¿Se puede conocer un espacio sin verlo?
Hoy fue una mañana muy especial. Me invitaron a Fundal (Fundación de Sordoceguera) a una actividad que realizan llamada Trazos de Luz, donde se comparte de manera artística con un niño que sigue los programas que la fundación ofrece. La actividad consiste en acompañarlo a pintar con pintura acrílica en un formato A4, para luego intervenir la pieza sin tapar su creación. Esta obra posteriormente se expone, se vende y pasa a formar parte de la imagen gráfica del calendario anual que promueve la fundación.
Este fue el segundo año que soy invitada. Al inicio, nos hacen leer el protocolo de lo permitido dentro de la fundación y, seguido de esto, nos ofrecen dar un recorrido. Tanto la vez anterior como esta, fue un momento asombroso. Nos dieron un antifaz para hacer el recorrido a ciegas y luego nos dieron las instrucciones de manera sensorial, sin palabras.

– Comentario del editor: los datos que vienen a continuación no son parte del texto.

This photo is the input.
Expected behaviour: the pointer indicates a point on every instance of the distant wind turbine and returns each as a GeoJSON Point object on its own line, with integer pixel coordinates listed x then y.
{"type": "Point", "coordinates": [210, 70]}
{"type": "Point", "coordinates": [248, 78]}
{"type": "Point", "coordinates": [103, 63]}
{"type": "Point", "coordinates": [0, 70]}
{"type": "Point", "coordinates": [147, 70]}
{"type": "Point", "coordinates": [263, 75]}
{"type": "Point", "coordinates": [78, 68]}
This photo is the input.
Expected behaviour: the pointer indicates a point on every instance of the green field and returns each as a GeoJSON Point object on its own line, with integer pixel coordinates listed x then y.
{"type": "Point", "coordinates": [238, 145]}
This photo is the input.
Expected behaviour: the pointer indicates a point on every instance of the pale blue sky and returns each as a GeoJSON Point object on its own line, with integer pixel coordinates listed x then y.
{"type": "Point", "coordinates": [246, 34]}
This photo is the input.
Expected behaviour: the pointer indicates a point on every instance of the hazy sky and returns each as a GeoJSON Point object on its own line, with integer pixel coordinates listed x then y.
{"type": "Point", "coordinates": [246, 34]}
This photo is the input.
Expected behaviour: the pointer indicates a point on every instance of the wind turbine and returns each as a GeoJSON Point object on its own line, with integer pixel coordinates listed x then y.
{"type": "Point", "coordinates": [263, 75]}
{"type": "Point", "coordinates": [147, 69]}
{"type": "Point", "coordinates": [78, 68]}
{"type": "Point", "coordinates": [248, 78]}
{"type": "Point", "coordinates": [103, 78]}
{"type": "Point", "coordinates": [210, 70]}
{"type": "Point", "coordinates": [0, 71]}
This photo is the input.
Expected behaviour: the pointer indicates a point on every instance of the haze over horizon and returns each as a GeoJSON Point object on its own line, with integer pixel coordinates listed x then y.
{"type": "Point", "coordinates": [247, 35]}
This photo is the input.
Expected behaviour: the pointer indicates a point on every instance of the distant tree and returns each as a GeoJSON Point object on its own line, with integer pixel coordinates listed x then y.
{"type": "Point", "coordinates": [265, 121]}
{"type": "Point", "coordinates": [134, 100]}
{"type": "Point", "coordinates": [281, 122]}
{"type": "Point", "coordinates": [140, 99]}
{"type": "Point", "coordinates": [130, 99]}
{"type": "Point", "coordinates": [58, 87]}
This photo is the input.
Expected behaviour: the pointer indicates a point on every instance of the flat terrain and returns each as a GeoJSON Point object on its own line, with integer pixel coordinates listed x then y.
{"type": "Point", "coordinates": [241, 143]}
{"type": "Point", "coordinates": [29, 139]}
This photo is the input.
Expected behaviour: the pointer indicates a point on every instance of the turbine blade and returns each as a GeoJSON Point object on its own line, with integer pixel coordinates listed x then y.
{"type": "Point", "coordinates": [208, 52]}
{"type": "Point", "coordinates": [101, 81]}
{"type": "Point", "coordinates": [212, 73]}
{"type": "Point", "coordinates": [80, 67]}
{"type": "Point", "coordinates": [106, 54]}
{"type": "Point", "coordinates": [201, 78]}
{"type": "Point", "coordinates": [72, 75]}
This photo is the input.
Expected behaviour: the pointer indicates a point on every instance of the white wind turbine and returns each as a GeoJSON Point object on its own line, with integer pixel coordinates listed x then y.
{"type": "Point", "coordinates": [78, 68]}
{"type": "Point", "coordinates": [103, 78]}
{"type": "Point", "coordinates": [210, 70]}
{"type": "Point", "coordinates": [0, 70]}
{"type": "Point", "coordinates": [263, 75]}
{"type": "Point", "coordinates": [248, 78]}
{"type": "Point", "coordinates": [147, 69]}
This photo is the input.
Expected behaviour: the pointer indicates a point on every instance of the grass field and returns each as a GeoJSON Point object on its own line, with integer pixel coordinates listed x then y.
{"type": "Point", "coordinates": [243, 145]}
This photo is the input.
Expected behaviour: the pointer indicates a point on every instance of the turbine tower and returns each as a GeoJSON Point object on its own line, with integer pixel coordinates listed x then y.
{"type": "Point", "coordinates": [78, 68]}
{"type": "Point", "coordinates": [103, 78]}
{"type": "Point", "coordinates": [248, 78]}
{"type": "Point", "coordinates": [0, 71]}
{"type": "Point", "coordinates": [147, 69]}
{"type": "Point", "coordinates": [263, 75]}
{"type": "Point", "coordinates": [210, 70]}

El guía nos llevó a recorrer este espacio que nos quería hacer conocer. Me pareció curioso que cuando nos dicen que conozcamos un espacio, de inmediato asociamos el conocer con el ver. Aquí, en cambio, se conocía sintiendo el viento en la piel, percibiendo el olor de las flores y tocando las diferentes texturas de las hojas de las plantas... Era un momento para estar totalmente en el presente, con la ilusión de saber qué seguía. Al terminar el recorrido y destaparnos los ojos, fue fascinante notar cómo en mi mente diseñé un espacio distinto al que finalmente vi; ambos maravillosos. Este paseo por el jardín, envuelto en silencio y oscuridad, me permitió crear en mi imaginación un espacio paralelo al que luego descubrí con la mirada.